In its 50 years, the Lionel Hampton festival has hosted a number of huge names in jazz, including Ella Fitzgerald, Dizzy Gillespie and Sarah Vaughn, for concerts and workshops. This year's festivities include evening shows featuring Grammy-winning bass master Esperanza Spalding as well as New York Voices and René Marie.

Keefe recalls the evening concerts as some of the highlights of her experiences as a student at the festival.

"Seeing all these amazing vocalists and instrumentalists up there, just doing what they do best and having the best time ever" really left an impression, Keefe says. "I was like, 'Wow, someday, I hope I can do that.'"

Those concerts, and interacting with musicians — the beginners like her, and the visiting professionals sharing their experience — gave Keefe the direction that led her to graduating with honors from the University of Miami's Frost School of Music, and later singing on the National Mall in Washington, D.C., at the National Museum of the American Indian (Keefe is a Nez Perce tribal member) as part of the Smithsonian's National Jazz Appreciation Month.

None of that, she says, would have been possible without that first trip to this festival.
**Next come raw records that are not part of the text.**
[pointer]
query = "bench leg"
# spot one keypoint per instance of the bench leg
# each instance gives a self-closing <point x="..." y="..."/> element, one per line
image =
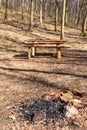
<point x="33" y="51"/>
<point x="58" y="52"/>
<point x="29" y="52"/>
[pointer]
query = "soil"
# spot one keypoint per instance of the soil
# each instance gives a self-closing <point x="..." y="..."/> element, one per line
<point x="21" y="79"/>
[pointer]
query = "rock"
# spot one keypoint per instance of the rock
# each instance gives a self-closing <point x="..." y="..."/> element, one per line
<point x="77" y="103"/>
<point x="47" y="97"/>
<point x="71" y="111"/>
<point x="65" y="97"/>
<point x="38" y="116"/>
<point x="56" y="94"/>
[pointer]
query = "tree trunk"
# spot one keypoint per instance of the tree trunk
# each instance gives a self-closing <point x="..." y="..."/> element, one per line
<point x="22" y="4"/>
<point x="0" y="4"/>
<point x="84" y="24"/>
<point x="45" y="10"/>
<point x="6" y="10"/>
<point x="31" y="16"/>
<point x="41" y="15"/>
<point x="63" y="17"/>
<point x="56" y="15"/>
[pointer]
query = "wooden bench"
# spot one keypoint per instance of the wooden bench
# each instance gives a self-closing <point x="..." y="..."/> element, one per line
<point x="33" y="44"/>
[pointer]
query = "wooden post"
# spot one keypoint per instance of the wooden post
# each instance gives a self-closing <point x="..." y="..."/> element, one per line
<point x="58" y="52"/>
<point x="29" y="52"/>
<point x="33" y="51"/>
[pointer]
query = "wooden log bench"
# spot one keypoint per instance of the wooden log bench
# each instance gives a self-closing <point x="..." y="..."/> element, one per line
<point x="32" y="49"/>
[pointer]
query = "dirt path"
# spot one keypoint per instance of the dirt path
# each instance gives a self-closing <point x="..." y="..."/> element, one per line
<point x="21" y="79"/>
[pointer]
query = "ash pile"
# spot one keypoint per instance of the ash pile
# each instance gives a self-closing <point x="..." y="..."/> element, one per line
<point x="58" y="106"/>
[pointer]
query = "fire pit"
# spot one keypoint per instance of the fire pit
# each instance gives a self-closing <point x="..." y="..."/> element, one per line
<point x="57" y="110"/>
<point x="51" y="108"/>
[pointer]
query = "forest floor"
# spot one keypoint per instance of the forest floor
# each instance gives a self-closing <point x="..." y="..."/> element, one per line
<point x="21" y="79"/>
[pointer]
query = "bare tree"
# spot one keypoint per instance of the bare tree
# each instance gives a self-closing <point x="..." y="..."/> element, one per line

"It inspired me," Keefe says. "It wasn't some far-fetched dream at Lionel Hampton. It was something that was attainable if you worked hard enough. It can happen." ♦

Lionel Hampton Jazz Festival • Thu, Feb. 23-Sat, Feb. 25 • $22-$45 per session/$15-$25 students • ASUI-Kibbie Activity Center • 711 S. Rayburn St. • uidaho.edu/class/jazzfest • 208-885-5900


THE THREE EVENING CONCERTS

Thu, Feb. 23, 7:30 pm

Topping the bill is René Marie, whose most recent recording Sound of Red landed her a 2017 Grammy nomination for Best Jazz Vocal Album. Also Thursday, Brazilian trumpet master Claudio Roditi will perform with students from the University of Idaho's Lionel Hampton School of Music's jazz choirs and bands.

Fri, Feb. 24, 7:30 pm

The night features a celebration of Lionel Hampton's years spent playing with Benny Goodman. First up, clarinetist Felix Peikli and vibraphonist Joe Doubleday will perform a piece in the 1930s style of the Benny Goodman Quartet. Clarinetist Anat Cohen and vibraphonist Stefon Harris will then tackle the same piece of music, but in a contemporary jazz style. New York Voices closes down the night with their intricate harmonies.

Sat, Feb. 25, 7:30 pm

The Lionel Hampton Jazz Festival Big Band gets things started, and they'll be joined by vibraphonist Jason Marsalis and vocalist Julia Keefe, a Spokane resident who was a student participant and contest winner at the festival a decade ago. Closing it down in style is Grammy-winning bassist Esperanza Spalding, a woman who blends jazz and funk, pop and classical into a sound uniquely her own.